日立製作所は10月10日、直接メタノール形燃料電池(DMFC)向けに、電池のコストを約45%低減できる電極を開発したと発表した。
燃料電池は、災害時や室外での電源確保が難しい場合に使用できる可搬型電源として、また環境配慮の観点として二酸化炭素排出量を抑制できる電源として実用化の期待が高まっている。特にDMFCは、燃料電池にメタノールを直接供給できるため、水素製造のための補機が不要となることから小型化が容易であり、ポータブル機器電源などへの応用が見込まれている。
燃料電池の主要部材である電極は、メタノールの酸反応を進行させるとともに、メタノール・酸素などの反応物質の供給や水・二酸化炭素の反応生成物の排出を効果的に行うことが求められる。これまで、燃料電池の電極には電極反応しやすい白金、または白金を含む合金触媒が使われており、電池のコストに占める電極触媒の割合が大きくなっていた他、電解質膜を透過したメタノールの酸化反応により生成した一酸化炭素が空気極の白金に吸着し発電性能が低下してしまうなどの課題があった。これに対し、同社では材料・システムの研究開発を進め、今回白金を使用しない電極として、空気中の酸素還元反応を行う空気極に窒素ドープカーボン触媒を、メタノールの酸化反応を行う燃料極にパラジウム-ルテニウム合金触媒を適用した電極を開発し、従来と比べて電池のコストを約45%低減したという。
今回開発された電極の特長は大きく3つ。1つ目は、窒素ドープカーボン触媒の酸素還元反応活性の向上。空気極の触媒合成プロセスにおいて触媒の原料材料と合成条件を見直し、カーボンに窒素を添加(ドープ)させた高性能な窒素ドープカーボン触媒を開発したことで、酸素還元開始電位を向上させることが可能となり、酸素還元反応をより効率的に実施できるようになった。また、表面積の大きな材料の上に窒素ドープカーボン触媒を薄く広げて触媒の表面積をより増加させることで、酸素還元反応活性を向上させたという。なお、窒素ドープカーボン触媒は、メタノールとの反応が無く燃料極から空気極へ透過してきたメタノールによる発電性能の低下が発生しないため、より高い発電効率を維持できる。

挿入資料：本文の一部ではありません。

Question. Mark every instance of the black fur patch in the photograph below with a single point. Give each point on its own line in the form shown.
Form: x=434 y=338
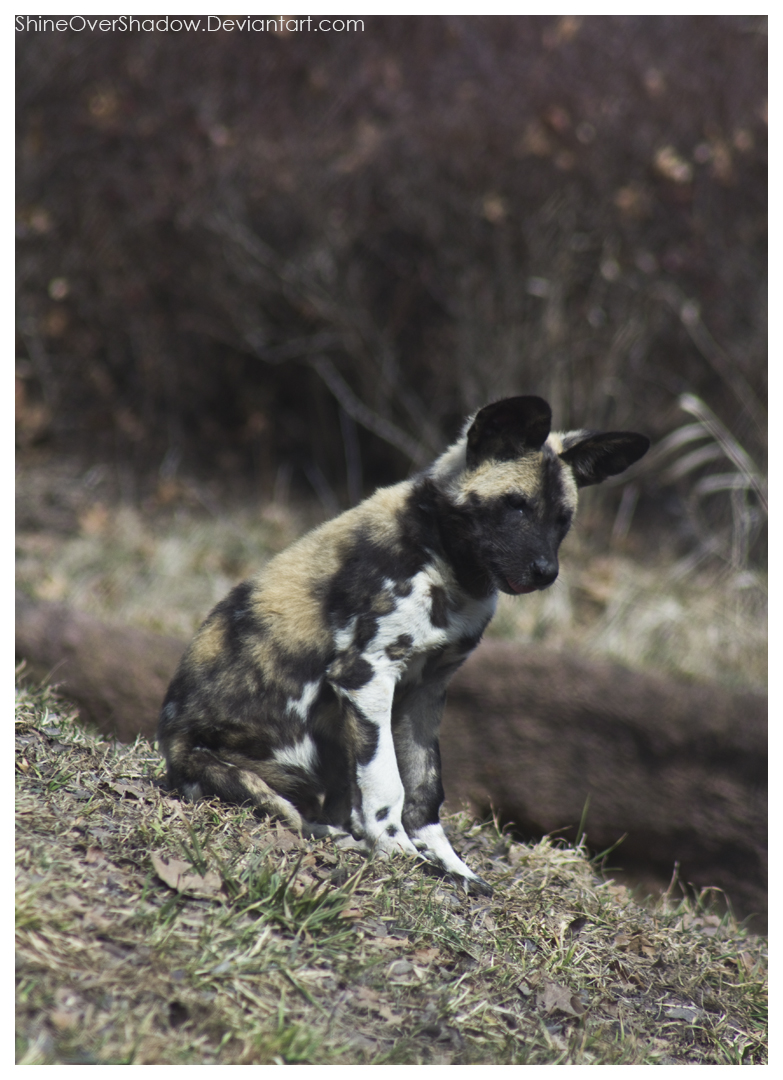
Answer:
x=400 y=648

2つ目は、電極構造の最適化による発電性能の向上。窒素ドープカーボン触媒に最適な電極構造において、電極に使用する窒素ドープカーボン触媒量と水素イオンが透過するイオン交換樹脂の添加量を最適化した。電極反応をより促進させるとともに、電極内部での二酸化炭素や酸素の反応ガスや水素イオンなどを効率的に透過・排出できるようになるため、発電性能の向上が実現されたという。
そして3つ目は、パラジウムへのルテニウム添加によるメタノール酸化反応活性の向上。メタノールの酸化反応を行う燃料極に、酸化触媒としてアルカリ溶液中で反応活性を持つパラジウムにルテニウムを加えることにより反応活性を向上させたパラジウム-ルテニウム触媒を開発した。ルテニウムの添加に加え、触媒合成プロセスを見直すことで、約30nmと粒子が大きいパラジウム触媒を約3nmに微細化。これにより、触媒の表面積を増加できるためメタノール酸化反応活性の向上を実現した。
なお同社では、今後も地球環境への負荷を低減するクリーンな発電システムに貢献する新技術の開発や、その実用化に向けた取り組みを推進していく方針としている。